W tym popularnym serialu pojawił się wątek, który z pewnością ucieszył wszystkich przeciwników szczepienia dzieci. Oto para bohaterów została wezwana w trybie pilnym do swojej przychodni. Tam, wraz z innymi młodymi rodzicami dowiadują się, że pielęgniarka zamiast prawdziwych szczepionek, wstrzykiwała dzieciakom sól fizjologiczną. Cieszy ukłon scenarzystów wobec historii opisywanych na Bezprawniku, ponieważ to prawdziwa historia, która miała miejsce we Włoszech. To tam pewna antyszczepionkowa pielęgniarka przez pół roku udawała, że szczepi dzieci.
Początkowe oburzenie rodziców szybko zostaje zastąpione pokazaniem pewnej pary, która bardzo cieszy się z takiego obrotu sprawy, ponieważ oni szczepić nie chcieli, ale ustawodawca nie popiera takich postaw i zwyczajnie boją się kary za nieszczepienie dzieci. Momentalnie zasiali w bohaterach ziarno niepewności, a następnie zapraszają ich na ospa-party, które organizują dla swojego dziecka. Rozterkom bohaterów poświęcono już kilka odcinków, a ostatecznie dziecko zaszczepili. Główne argumenty, jakie ich przekonały to „całą noc czytaliśmy w internecie, że jednak warto”, i sąsiadka-lekarka, która badanie dziecka kończy jakże przekonującym stwierdzeniem „ze mną się nie napijesz” „Czy państwo mi ufacie?”.
Barwy Szczęścia w TVP2 traktują anyszczepionkowców jak równorzędny głos w dyskusji
Nie zdziwię się, jeżeli za kilka tygodni dziecko ciężko zachoruje na chorobę, na którą było szczepione. Pojawią się oczywiście wyrzuty sumienia, strach o życie, głosy wsparcia ze strony nowych znajomych, którzy jednak nie omieszkają powiedzieć, że „a nie mówiliśmy?” Dziecko ostatecznie przeżyje, ale będzie to okupione ciężką walką o jej życie z reanimacją włącznie.

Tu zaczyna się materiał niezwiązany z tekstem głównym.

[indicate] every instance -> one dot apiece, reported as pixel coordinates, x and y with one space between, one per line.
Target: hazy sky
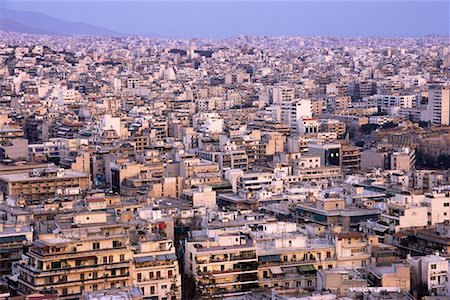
219 19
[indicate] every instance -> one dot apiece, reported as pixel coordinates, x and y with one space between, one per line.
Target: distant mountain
37 23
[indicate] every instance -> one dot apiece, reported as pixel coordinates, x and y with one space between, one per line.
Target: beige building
42 184
223 264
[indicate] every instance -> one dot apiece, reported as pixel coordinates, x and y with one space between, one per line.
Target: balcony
225 259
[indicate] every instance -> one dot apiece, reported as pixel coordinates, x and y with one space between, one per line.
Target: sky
221 19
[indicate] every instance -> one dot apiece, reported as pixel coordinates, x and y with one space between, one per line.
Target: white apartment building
439 104
294 111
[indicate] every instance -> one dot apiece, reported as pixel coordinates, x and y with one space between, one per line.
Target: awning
10 239
171 256
306 268
276 270
143 259
9 250
267 258
161 257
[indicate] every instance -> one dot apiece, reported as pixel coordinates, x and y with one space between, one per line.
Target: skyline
224 19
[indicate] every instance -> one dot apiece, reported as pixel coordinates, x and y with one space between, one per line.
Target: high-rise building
439 104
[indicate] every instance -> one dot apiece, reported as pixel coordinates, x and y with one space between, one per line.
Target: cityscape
248 167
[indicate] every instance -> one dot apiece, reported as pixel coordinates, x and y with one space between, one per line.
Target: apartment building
155 269
92 253
222 264
41 184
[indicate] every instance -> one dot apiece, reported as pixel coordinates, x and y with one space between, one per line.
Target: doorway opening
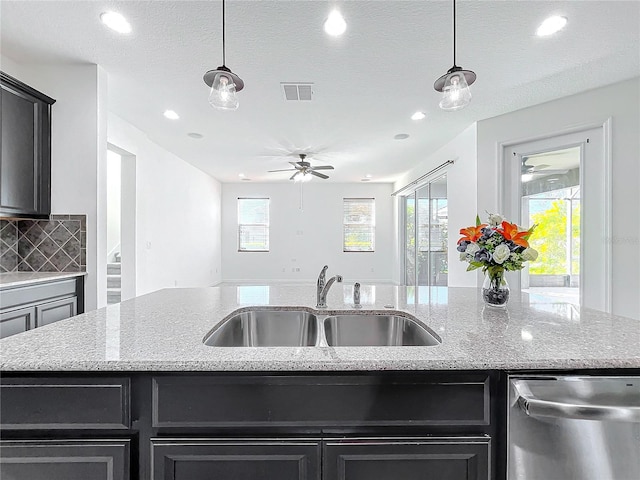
114 222
551 200
121 225
425 231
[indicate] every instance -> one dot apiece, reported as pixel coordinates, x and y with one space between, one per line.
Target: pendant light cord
454 32
223 43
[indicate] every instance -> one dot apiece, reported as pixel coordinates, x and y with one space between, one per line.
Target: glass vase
495 289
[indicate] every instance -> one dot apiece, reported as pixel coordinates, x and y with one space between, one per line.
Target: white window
253 224
359 225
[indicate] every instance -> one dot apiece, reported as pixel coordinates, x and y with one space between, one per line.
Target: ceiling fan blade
322 167
321 175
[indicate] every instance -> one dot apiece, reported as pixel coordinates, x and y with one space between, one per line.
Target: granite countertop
19 279
163 331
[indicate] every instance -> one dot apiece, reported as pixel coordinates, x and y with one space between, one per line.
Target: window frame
372 225
240 225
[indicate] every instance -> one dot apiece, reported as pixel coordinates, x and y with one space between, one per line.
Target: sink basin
367 330
266 328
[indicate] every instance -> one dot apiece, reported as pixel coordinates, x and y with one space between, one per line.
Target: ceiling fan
303 167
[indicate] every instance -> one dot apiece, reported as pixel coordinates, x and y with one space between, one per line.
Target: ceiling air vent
297 91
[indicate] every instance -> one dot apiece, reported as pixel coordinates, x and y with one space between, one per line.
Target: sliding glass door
425 221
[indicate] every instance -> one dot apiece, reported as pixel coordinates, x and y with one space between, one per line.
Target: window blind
359 225
253 224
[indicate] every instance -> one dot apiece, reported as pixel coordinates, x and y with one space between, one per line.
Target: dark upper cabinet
25 158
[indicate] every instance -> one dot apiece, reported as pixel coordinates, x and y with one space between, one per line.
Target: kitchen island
131 391
164 330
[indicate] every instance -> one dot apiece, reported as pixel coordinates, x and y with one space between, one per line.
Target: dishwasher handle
537 407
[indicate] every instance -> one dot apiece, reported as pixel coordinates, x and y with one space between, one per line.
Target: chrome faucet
323 287
356 295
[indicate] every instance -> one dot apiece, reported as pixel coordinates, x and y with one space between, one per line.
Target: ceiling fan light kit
303 170
454 85
224 84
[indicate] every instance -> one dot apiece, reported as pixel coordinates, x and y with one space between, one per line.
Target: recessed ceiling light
171 115
116 22
526 177
335 24
551 25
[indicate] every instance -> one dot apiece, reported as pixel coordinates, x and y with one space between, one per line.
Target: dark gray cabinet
407 459
25 307
64 460
182 459
25 153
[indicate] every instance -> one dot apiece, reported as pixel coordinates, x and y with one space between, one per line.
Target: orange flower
510 232
471 234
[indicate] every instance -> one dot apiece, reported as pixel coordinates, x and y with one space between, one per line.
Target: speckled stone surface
18 279
163 331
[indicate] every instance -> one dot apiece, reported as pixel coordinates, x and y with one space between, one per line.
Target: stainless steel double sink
273 327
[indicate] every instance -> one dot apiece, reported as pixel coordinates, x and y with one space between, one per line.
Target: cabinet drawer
450 458
64 403
184 459
296 401
52 312
64 460
13 297
16 321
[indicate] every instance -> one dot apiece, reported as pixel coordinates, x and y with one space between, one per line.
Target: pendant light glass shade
223 83
455 93
454 84
223 92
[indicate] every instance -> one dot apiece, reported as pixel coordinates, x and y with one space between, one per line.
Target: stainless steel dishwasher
574 428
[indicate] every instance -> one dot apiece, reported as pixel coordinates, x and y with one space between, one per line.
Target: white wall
619 101
78 137
310 238
461 196
113 203
178 212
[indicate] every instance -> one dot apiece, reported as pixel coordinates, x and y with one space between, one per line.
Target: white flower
495 219
501 253
472 248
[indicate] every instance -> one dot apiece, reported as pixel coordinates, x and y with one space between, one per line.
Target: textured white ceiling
367 82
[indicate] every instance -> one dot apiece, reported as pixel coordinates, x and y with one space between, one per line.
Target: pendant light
223 82
454 84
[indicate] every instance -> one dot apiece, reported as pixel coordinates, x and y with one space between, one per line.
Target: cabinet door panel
16 321
55 311
19 158
239 460
65 460
419 459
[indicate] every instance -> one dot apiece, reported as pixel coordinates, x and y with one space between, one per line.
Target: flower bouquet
495 246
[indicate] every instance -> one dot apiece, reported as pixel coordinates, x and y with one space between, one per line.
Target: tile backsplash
55 245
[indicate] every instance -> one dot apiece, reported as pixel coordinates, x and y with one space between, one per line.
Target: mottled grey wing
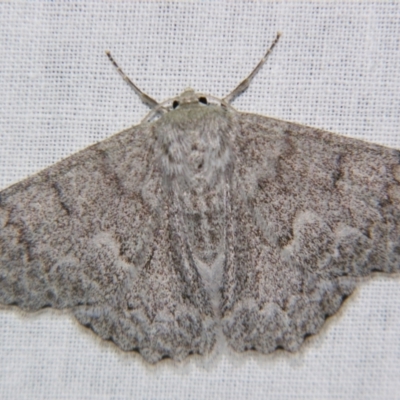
90 234
312 213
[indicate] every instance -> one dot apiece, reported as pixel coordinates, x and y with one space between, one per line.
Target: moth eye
203 100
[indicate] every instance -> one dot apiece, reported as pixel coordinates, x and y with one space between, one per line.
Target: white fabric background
337 67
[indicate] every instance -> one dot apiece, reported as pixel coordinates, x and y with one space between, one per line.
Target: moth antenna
246 82
146 99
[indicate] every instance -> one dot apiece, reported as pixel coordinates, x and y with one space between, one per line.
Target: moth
202 225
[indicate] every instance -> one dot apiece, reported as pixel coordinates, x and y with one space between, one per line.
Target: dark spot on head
203 100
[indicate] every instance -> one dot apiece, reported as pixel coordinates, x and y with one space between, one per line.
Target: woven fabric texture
336 67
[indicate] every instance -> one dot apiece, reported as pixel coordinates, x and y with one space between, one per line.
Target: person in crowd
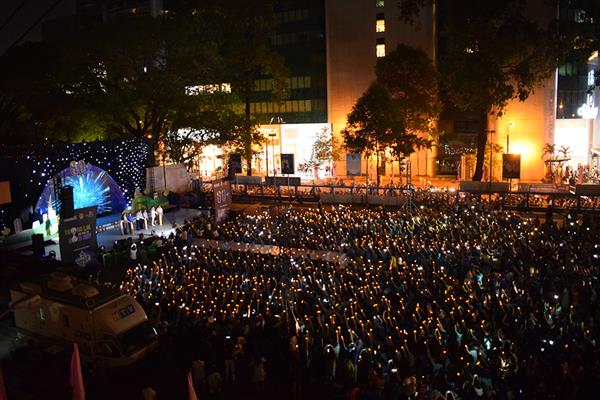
159 213
440 301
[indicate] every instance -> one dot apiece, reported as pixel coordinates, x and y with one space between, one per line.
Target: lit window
380 48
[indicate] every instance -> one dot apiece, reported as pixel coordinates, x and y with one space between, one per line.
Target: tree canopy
494 53
398 110
190 70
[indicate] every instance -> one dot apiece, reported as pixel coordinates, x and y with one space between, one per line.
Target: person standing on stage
153 216
159 211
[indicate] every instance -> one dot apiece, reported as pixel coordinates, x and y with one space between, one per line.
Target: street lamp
491 132
272 136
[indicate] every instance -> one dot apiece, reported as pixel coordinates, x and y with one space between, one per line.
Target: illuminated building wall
529 126
359 31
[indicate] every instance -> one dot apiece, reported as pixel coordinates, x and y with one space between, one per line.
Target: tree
325 150
398 110
412 81
496 54
377 122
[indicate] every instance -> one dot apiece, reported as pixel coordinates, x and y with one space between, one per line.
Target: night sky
28 11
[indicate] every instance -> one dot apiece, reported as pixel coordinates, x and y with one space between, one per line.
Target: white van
109 327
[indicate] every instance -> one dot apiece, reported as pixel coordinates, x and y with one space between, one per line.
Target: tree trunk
481 143
377 166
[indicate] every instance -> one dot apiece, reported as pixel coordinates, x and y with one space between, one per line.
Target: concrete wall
529 125
351 57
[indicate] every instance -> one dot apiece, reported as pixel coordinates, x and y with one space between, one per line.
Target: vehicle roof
104 296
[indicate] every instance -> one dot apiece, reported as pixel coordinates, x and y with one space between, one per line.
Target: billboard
353 164
236 163
287 164
77 237
222 199
511 166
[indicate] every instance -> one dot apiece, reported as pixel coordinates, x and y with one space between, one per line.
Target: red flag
76 379
2 387
191 391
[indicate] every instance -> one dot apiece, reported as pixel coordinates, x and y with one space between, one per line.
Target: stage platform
108 232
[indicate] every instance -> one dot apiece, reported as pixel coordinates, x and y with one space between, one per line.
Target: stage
108 232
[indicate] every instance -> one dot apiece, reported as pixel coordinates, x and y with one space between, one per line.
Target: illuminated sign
587 112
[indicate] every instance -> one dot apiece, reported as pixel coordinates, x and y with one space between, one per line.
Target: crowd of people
438 302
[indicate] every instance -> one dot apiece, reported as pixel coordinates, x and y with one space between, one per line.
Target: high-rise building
358 32
300 39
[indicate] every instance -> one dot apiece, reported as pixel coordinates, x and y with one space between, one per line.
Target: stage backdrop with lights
29 168
92 186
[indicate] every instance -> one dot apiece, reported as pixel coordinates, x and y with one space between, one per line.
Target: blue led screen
92 186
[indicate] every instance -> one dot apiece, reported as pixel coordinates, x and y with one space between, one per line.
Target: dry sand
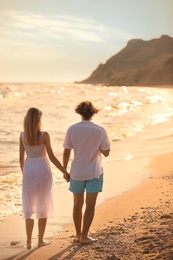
135 225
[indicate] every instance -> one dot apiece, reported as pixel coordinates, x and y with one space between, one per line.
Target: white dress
37 182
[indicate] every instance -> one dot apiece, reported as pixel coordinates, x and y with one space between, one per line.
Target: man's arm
66 157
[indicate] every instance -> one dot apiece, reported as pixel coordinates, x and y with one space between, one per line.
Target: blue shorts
93 185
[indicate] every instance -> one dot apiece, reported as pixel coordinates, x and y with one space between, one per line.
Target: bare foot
88 240
43 244
28 246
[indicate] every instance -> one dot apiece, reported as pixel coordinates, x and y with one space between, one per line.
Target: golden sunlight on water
125 112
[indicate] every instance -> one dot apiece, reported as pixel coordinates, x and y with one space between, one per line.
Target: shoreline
112 216
134 225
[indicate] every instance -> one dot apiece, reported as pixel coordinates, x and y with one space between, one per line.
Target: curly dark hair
86 109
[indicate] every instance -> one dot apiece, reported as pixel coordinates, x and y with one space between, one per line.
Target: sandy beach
137 224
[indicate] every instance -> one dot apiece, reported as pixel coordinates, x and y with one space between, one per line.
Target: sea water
125 112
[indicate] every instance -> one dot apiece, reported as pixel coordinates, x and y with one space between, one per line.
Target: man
89 141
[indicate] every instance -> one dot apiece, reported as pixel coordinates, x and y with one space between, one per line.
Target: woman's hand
66 176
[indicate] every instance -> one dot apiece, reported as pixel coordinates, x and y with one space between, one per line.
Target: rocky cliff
140 63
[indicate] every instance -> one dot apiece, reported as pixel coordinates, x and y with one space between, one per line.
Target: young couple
89 141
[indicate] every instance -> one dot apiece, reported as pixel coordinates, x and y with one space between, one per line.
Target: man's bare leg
77 213
88 217
29 223
41 229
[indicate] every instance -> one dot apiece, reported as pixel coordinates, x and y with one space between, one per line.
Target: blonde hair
32 126
86 109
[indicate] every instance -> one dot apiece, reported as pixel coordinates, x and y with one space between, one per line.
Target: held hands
66 176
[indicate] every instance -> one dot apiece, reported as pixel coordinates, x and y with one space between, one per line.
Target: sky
65 40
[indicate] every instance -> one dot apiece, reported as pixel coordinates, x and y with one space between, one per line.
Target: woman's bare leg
29 223
41 229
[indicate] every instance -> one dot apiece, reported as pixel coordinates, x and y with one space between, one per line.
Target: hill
140 63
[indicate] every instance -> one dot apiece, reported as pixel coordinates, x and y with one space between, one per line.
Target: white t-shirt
86 139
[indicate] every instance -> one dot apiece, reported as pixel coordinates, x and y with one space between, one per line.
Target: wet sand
137 224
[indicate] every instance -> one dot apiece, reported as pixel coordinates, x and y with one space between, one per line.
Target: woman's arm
21 153
66 157
53 159
105 152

Na koniec lekarze z radością stwierdzą „dobrze, że szczepione, bo mało brakowało„. Jakby tego było mało, po emisji odcinka na fanpejdżu serialu Barwy Szczęścia pojawił się wpis z ankietą dotyczącą szczepień.
Podczas gdy u nas antyszczepionkowców wciąż pokazuje się jako równorzędny głos w dyskusji, we Francji sprawę stawia się jasno. Nieszczepione dzieci nie będą przyjmowane do publicznych placówek. Ponadto wprowadzają obowiązkowe szczepienia przeciwko chorobom, które do tej pory były jedynie zalecane. Właśnie w odpowiedzi na coraz częściej pojawiające się postulaty antyszczepionkowców.
“Jeśli rodzice będą odmawiać obowiązkowych szczepień głównymi konsekwencjami będą kłopoty z przyjęciem ich dzieci do szkół, przedszkoli i innych państwowych placówek”
Beata Szydło, była premier sama mówiła, że nie lekceważy głosów tych, którzy oczekują prawa do nieszczepienia dzieci. Zapowiadała również, że będzie się zastanawiać nad pogodzeniem tych dwóch stanowisk. Postawa przerażająca, zwłaszcza że wypowiedziana przez szefową rządu, a nie gdzieś w dyskusji pod budką z piwem. Bo właśnie tam jest miejsce na takie poglądy.